Python, who came from a farming family, felt perennially persecuted, issued stinging recriminations against would-be enemies, and was sent to an asylum. Her letter-drawings, addressed to Fribourg’s “publicprosecutorbossLawyer,” are oddly elegant — and impossible to read.
Scrivere Disegnando examines much more; each artist’s invented language or writing system evokes its own world or provides an unusual bridge to the known world.
By e-mail, Bellini told me, “Our exhibition expresses a paradox: it’s about writing but, in the end, it offers very little to read. To the contrary, it offers a universe to examine, in which one is required to participate with one’s intellect and emotion.” He also noted, “If we look at the history of writing, it has very often been used to hide meaning rather than to make meaning explicit.”
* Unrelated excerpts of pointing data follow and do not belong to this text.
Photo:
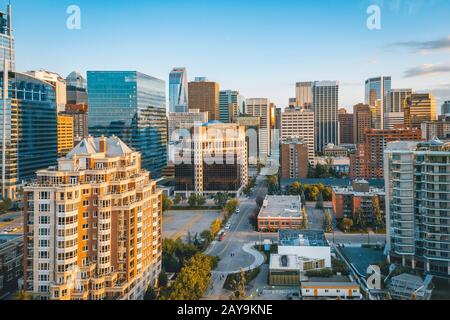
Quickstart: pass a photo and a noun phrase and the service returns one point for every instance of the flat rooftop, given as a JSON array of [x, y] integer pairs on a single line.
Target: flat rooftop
[[281, 207], [309, 238]]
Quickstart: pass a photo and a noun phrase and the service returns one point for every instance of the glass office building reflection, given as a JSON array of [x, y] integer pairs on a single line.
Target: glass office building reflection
[[132, 106], [29, 137]]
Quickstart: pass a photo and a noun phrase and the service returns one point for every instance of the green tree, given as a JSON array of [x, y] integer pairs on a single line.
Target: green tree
[[328, 222], [166, 203], [231, 206], [162, 278], [346, 224]]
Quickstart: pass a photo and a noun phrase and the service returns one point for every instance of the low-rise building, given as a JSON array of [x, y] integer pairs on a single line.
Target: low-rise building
[[280, 212], [11, 258], [335, 287], [347, 201], [299, 251]]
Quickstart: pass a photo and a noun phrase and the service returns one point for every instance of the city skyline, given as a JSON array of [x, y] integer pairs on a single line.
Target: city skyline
[[336, 31]]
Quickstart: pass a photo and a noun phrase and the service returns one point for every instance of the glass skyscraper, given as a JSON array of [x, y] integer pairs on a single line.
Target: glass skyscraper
[[132, 106], [29, 138], [178, 90]]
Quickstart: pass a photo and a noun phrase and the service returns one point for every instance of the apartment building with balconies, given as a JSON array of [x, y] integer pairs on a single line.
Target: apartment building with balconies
[[92, 225]]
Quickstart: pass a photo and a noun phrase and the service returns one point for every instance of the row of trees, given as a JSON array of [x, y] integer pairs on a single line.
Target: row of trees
[[192, 281], [310, 192]]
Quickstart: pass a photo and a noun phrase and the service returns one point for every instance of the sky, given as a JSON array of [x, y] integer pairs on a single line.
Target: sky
[[261, 48]]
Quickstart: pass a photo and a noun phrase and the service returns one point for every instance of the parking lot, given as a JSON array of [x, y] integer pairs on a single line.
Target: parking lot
[[178, 223]]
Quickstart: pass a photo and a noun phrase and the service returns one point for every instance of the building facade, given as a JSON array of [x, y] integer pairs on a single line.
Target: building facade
[[261, 107], [204, 96], [29, 138], [369, 156], [362, 121], [213, 159], [178, 90], [294, 159], [345, 127], [65, 134], [325, 104], [132, 106], [420, 107], [92, 226], [298, 123], [417, 180]]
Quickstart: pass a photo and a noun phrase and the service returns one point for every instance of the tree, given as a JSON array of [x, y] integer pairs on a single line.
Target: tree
[[163, 279], [346, 224], [319, 203], [305, 223], [360, 219], [177, 199], [166, 203], [231, 206], [215, 227], [239, 292], [220, 199], [328, 222]]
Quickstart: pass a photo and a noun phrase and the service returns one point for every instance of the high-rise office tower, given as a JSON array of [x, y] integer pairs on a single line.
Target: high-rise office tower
[[93, 225], [375, 96], [178, 90], [58, 82], [261, 107], [345, 120], [76, 89], [294, 159], [65, 134], [303, 95], [132, 106], [362, 121], [29, 136], [396, 100], [370, 152], [420, 107], [325, 101], [445, 109], [7, 46], [213, 159], [297, 123], [417, 177], [230, 105], [204, 96]]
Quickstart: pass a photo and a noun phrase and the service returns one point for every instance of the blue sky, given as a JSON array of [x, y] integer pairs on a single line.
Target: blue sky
[[258, 47]]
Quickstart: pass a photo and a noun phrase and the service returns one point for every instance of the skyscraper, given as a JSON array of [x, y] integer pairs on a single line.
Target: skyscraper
[[230, 105], [362, 121], [420, 107], [7, 46], [445, 109], [375, 96], [345, 127], [417, 177], [132, 106], [303, 95], [297, 123], [93, 228], [204, 96], [325, 101], [178, 90], [261, 107], [58, 82]]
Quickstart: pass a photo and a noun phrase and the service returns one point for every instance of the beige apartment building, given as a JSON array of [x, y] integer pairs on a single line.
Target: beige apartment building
[[92, 225], [298, 123]]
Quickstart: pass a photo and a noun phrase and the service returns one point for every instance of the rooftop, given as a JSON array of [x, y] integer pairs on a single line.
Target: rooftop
[[281, 206], [308, 238]]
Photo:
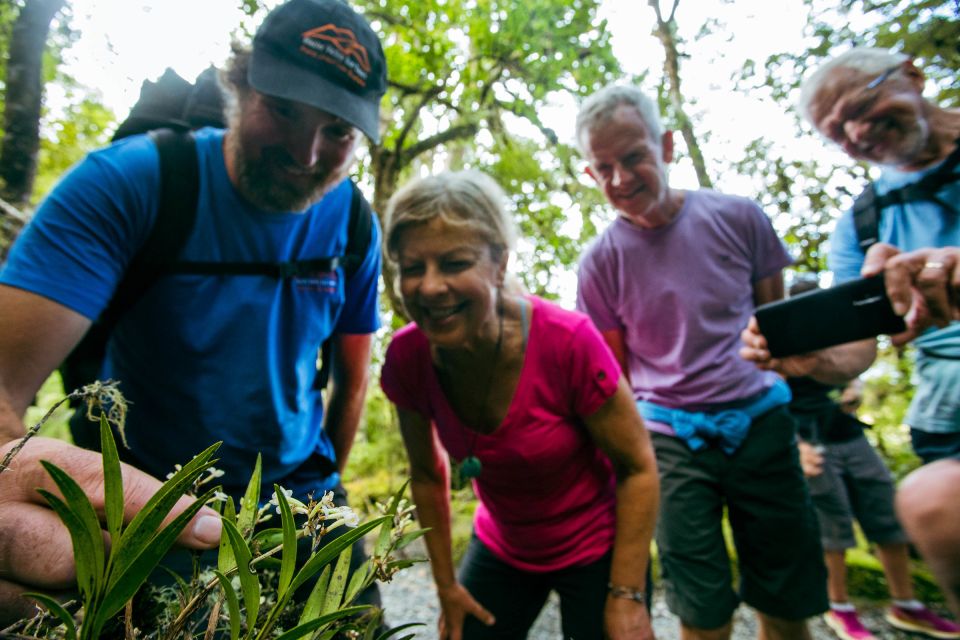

Buried in the various essays in Scrivere Disegnando, a remark by the artist Irma Blank, who is now in her 80s, unwittingly sticks a thumb in Gustave Flaubert’s eye and summarizes the nature and spirit of imaginary language and impenetrable writing systems like her own. “[T]here is no such thing as the right word,” she observed.
And that, as an old American idiom has it, is all she wrote.
Scrivere Disegnando continues at the Centre d’Art Contemporain Genève (Rue des Vieux-Grenadiers 10, Geneva, Switzerland) through August 23. The exhibition is curated by Andrea Bellini and Sarah Lombardi.
Its accompanying catalogue, Scrivere Disegnando, has been published in separate French and English editions by Skira Editore, in collaboration with the Centre d’Art Contemporain Genève and the Collection de l’Art Brut.